The 1989–90 Colorado State Rams men's basketball team represented Colorado State University as a member of the Western Athletic Conference during the 1989–90 college basketball season. The team was led by head coach Boyd Grant. The Rams finished 21–9 and won the WAC regular season title with a 11–5 conference record. The team received an at-large bid to the NCAA tournament as the No. 10 seed in the West region. The Rams were beaten by No. 7 seed Alabama in the first round.

==Schedule and results==

| Regular season |

| Date time, TV | Rank^{#} | Opponent^{#} | Result | Record | Site city, state |
Regular season
| Nov 25, 1989* |  | Texas-Pan American | W 77–53 | 1–0 | Moby Arena Fort Collins, Colorado |
| Dec 1, 1989* |  | vs. Eastern Kentucky | W 75–66 | 2–0 |  |
| Dec 2, 1989* |  | at Marshall | L 58–65 | 2–1 | Cam Henderson Center Huntington, West Virginia |
| Dec 7, 1989* |  | Northwestern State | W 94–61 | 3–1 | Moby Arena Fort Collins, Colorado |
| Dec 9, 1989* |  | at Idaho State | W 62–47 | 4–1 | Holt Arena Pocatello, Idaho |
| Dec 16, 1989* |  | at Montana | L 47–50 | 4–2 | Dahlberg Arena Missoula, Montana |
| Dec 18, 1989* |  | Cal State Fullerton | W 84–55 | 5–2 | Moby Arena Fort Collins, Colorado |
| Dec 20, 1989* |  | Baylor | W 74–55 | 6–2 | Moby Arena Fort Collins, Colorado |
| Dec 23, 1989* |  | North Texas | W 93–70 | 7–2 | Moby Arena Fort Collins, Colorado |
| Dec 29, 1989* |  | vs. No. 24 North Carolina Mile High Classic | W 78–67 | 8–2 | McNichols Sports Arena Denver, Colorado |
| Dec 30, 1989* |  | vs.

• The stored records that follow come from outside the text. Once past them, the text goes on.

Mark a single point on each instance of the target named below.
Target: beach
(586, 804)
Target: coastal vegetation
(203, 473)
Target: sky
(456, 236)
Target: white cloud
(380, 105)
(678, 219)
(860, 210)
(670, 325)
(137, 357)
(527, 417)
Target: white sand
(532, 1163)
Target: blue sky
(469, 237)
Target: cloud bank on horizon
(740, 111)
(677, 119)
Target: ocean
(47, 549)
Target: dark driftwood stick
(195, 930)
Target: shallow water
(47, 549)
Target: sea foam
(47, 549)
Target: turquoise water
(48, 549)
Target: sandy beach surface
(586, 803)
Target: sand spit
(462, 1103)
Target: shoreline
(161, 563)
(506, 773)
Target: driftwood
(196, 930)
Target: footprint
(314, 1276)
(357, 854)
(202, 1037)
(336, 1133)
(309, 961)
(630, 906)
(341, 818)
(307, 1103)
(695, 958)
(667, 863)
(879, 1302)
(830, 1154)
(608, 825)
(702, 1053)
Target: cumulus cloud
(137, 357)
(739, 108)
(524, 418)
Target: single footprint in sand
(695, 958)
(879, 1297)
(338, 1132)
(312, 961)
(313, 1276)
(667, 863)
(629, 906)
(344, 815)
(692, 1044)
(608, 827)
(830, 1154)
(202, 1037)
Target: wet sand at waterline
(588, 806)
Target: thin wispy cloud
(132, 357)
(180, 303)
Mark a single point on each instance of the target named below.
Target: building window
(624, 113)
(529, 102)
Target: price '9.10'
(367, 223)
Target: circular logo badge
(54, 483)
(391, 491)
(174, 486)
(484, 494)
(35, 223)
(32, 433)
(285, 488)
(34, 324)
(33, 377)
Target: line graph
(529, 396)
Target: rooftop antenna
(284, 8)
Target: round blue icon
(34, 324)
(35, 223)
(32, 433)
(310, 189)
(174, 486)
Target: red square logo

UMass Mile High Classic | W 77–51 | 9–2 | McNichols Sports Arena Denver, Colorado |
| Mar 3, 1990 |  | San Diego State | W 62–45 | 20–7 (11–5) | Moby Arena Fort Collins, Colorado |
WAC tournament
| Mar 8, 1990* | (1) | vs. (9) Air Force Quarterfinals | L 51–58 | 21–8 | Special Events Center El Paso, Texas |
NCAA tournament
| Mar 16, 1990* | (10 W) | vs. (7 W) No. 23 Alabama First Round | L 54–71 | 21–9 | Long Beach Arena Long Beach, California |
*Non-conference game. ^{#}Rankings from AP Poll. (#) Tournament seedings in parentheses. W=West.